# A Kittens Sleeping Behaviour



## Guest (Sep 29, 2008)

Ok, this may sound like a silly question BUT....

do kittens/cats sleep right through the night.

I have always wondered. Waffles tends to have certain nap times throughout the day and I normally put her to bed at about 11pm. The other day I went to bed at about 1am in the morning and she was absolutely wiped out. I picked her up and put her in her bed and she was pretty much dead to the world (was rather cute). 
Anyway, this morning I had to get up at quarter to five  and I went into the kitchen (where she sleeps) and she got out of her bed, ate some food and then followed me around the kitchen stretching.
However, when I get up at my normal time of 7am she is waiting at the door absolutely full of beans waiting for breakfast (oh and God forbid if I should sleep in because then you get the big freeze!!!)

So, I know cats/kittens like routine but do they sleep during the night?


----------



## helz (May 24, 2008)

Mine don't really sleep through the night like we do. They sleep in the evening, but they seem to get up some time between 3am and 5am.

My youngest kitten (4 months old) can absoulty zonk herself out sometimes. The other day I couldn't find her, I was calling and calling. I sent OH out to look round the garden, fearing she had got outside. Eventually I found her sound asleep under the bed sitting on a book. No amount of shouting would have woken her, she was dead to the world!


----------



## Guest (Sep 29, 2008)

Mine tend to sleep during the middle of the day and are most active for a couple of hours in the morning....about 6am onwards and then of an evening when we are trying to go to bed!!!

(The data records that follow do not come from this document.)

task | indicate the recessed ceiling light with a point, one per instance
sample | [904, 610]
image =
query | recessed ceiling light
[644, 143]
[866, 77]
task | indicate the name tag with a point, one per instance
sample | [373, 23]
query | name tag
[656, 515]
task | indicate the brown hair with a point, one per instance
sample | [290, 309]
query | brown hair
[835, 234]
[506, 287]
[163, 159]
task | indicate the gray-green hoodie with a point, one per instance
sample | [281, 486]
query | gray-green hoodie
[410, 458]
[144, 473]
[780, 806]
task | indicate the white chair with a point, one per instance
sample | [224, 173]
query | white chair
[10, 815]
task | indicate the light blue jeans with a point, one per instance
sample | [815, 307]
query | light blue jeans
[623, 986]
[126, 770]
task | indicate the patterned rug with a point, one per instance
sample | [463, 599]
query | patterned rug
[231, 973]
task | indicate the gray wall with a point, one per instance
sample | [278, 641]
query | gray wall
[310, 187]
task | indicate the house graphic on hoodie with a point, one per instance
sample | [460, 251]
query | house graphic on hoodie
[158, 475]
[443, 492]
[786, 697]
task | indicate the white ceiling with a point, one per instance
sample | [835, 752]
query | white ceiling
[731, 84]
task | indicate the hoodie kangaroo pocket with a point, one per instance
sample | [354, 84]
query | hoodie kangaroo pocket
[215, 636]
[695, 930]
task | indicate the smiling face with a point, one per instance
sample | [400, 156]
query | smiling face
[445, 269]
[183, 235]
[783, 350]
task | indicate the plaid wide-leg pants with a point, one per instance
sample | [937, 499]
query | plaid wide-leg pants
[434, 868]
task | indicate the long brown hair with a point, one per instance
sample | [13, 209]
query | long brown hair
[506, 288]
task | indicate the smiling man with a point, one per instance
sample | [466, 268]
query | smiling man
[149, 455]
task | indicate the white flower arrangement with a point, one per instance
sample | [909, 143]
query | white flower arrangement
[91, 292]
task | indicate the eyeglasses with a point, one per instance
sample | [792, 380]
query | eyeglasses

They are also very active for an hour or so during the night - they chase each other up and down the stairs and then all over our bed! My husband sleeps through it all!

Louise
X


----------



## ErbslinTrouble (Sep 1, 2008)

Sleeping? wot is this sleeping you speak of?? Eh?


----------



## PussyCatNan (Jun 24, 2008)

Taz usually falls asleep on my sons bed about 11 pm (we think!) but we reckon he gets up about 4am and goes and sleeps on the landing...he has a cushion and fleece there...he hears my alarm go at 6.30am and then bounds into my bedroom as if to say "right lazy arse, up you get, time for MY breakfast"!! Sure during the week when we are out he sleeps, as he doesn't seem to eat much or get up to any mischief...he waits 'til we get home for that.


----------



## Janee (May 4, 2008)

It depends on a number of factors i think. 

If you are out during the day (working maybe) and they are indoor cats (not allowed out) then probably they will be awake at night.

if they are out door cats anytime then they will prefer twilight and dawn for hunting and probably be out at night and sleep during day.

If outdoor cats daylight hours only they will probably sleep most of the night but be ready and waiting at dawn


----------



## sskmick (Feb 4, 2008)

Unfortunately I can't answer your question. Mine will keep quiet until they hear us get up which is 5.00am however if we go to the toilet through the night, they think great its morning although they soon settle down again.

Sue


----------



## happysaz133 (Jun 5, 2008)

My older cat sleeps through the night, my 6 year old can still be heard bouncing off the walls well into the AM


----------